The humour of Good Queen Bess did not suit the tailors
Memorable extracts from an article by Edmund Akenhead, former Crossword Editor, Saturday, August 20th 1977
While a compiler’s reference books should, in the case of the ordinary daily crossword, serve merely to supply supporting authority for what he or she already knows, I delight in straying through some of their highways and byways and extending my rag-bag collection of fascinating trivia. For instance, years ago I learnt from Brewer’s Dictionary of Phrase and Fable that “Nine tailors make a man” which is a gross slur on Savile Row, I’m sure, but an entertaining one, and supported by the nursery rhyme “Four and twenty tailors went to kill a snail” (they were apparently put to rout when the snail put out her horns). However, it was not until comparatively recently that, while checking a reference to Good Queen Bess being turned out of the Realm in her petticoat, I came across her greeting to a delegation of 18 tailors, quoted from Chamberlin’s Sayings of Queen Elizabeth as “Good morning, gentlemen both”, which shows that the Good Queen had an excellent sense of humour and might well have made a good crossword-compiling team with Francis Bacon (famed for his Honorific . . . etc 27-letter anagram).

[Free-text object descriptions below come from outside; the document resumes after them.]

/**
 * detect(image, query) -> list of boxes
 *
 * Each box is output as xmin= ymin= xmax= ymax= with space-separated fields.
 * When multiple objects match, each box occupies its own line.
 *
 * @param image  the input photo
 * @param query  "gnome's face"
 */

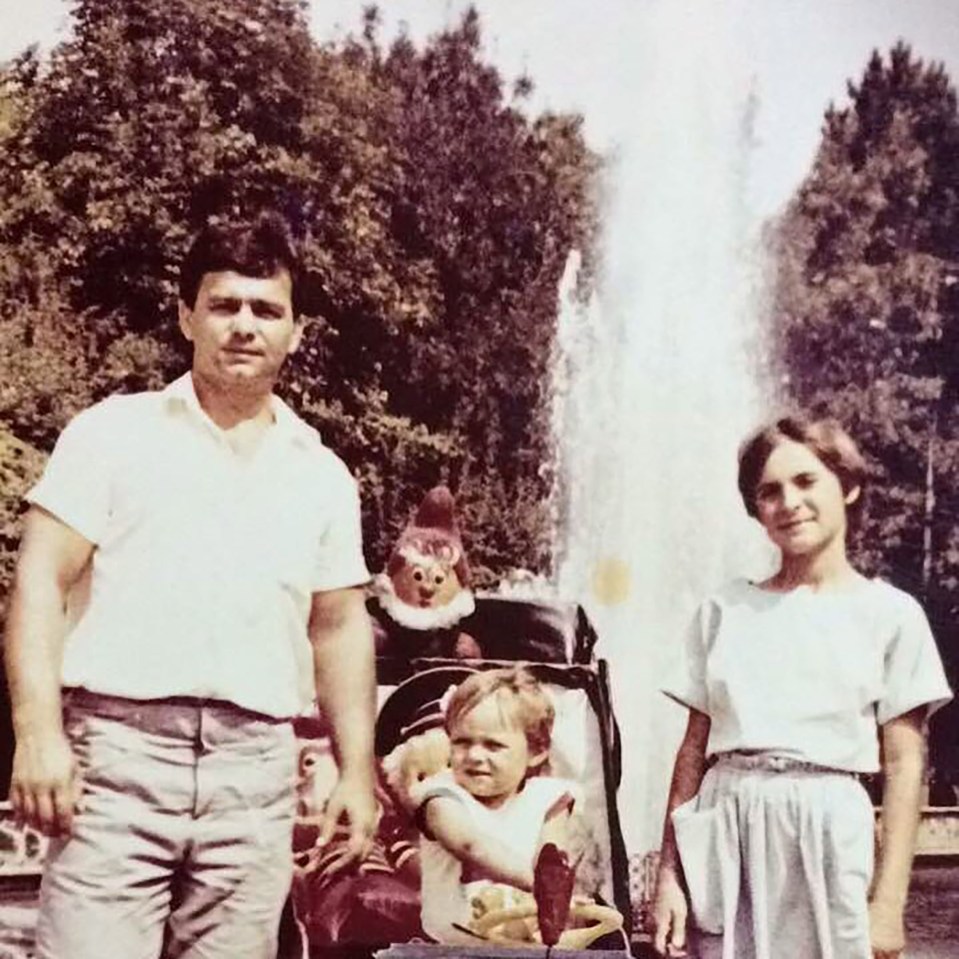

Should I rely on an incorrect reference? – crossword solvers will be quick to enlighten me. One anonymous puzzler sent a kindly “tut-tut” after I had used “the hoi polloi” in a clue. Our gentle readers will need no reminding that “hoi polloi” is ancient Greek for “the many” so that “the” in “the hoi polloi” is superfluous, or, as one-up-men in the Wordmanship game would no doubt prefer to call it, downright pleonastic: nevertheless Dryden used “the hoi polloi”, and so did Gilbert in Iolanthe. No doubt the advice given in Fowler’s Modern English Usage is best: if one omits “the”, one will be accused of pedantry; if one uses “the”, one will be jumped on by the purists; so it is wiser to avoid the expression (at least in “Hoi Chronoi”) altogether.
My reference books do not tell me everything I should like to know. There is, for instance, the custom handed down from generation to generation of apostrophizing certain furry animals first thing in the morning on the first day of the month, for luck. I wondered whether this was a universal custom in these islands or whether the creatures apostrophized were different in different parts of the country, such as “Weasels” in Wessex, “Badgers” in Bedfordshire and “Squirrels” in Suffolk. On the first of May nearly a hundred crossword addicts from Cheshire and the adjoining counties were assembled in Chester to compete in a crossword regional final, so I took the opportunity of asking them what was the magic word which they had said, or should have said, first thing that morning (could it, I asked myself, be “Cats”?): with no dissentient voice they replied “Rabbits” except for a few (I hope they were not racialists) who said “White Rabbits”. So perhaps the “Rabbits” custom is nationwide. One wonders how it originated – some remnant of an old fertility invocation, perhaps?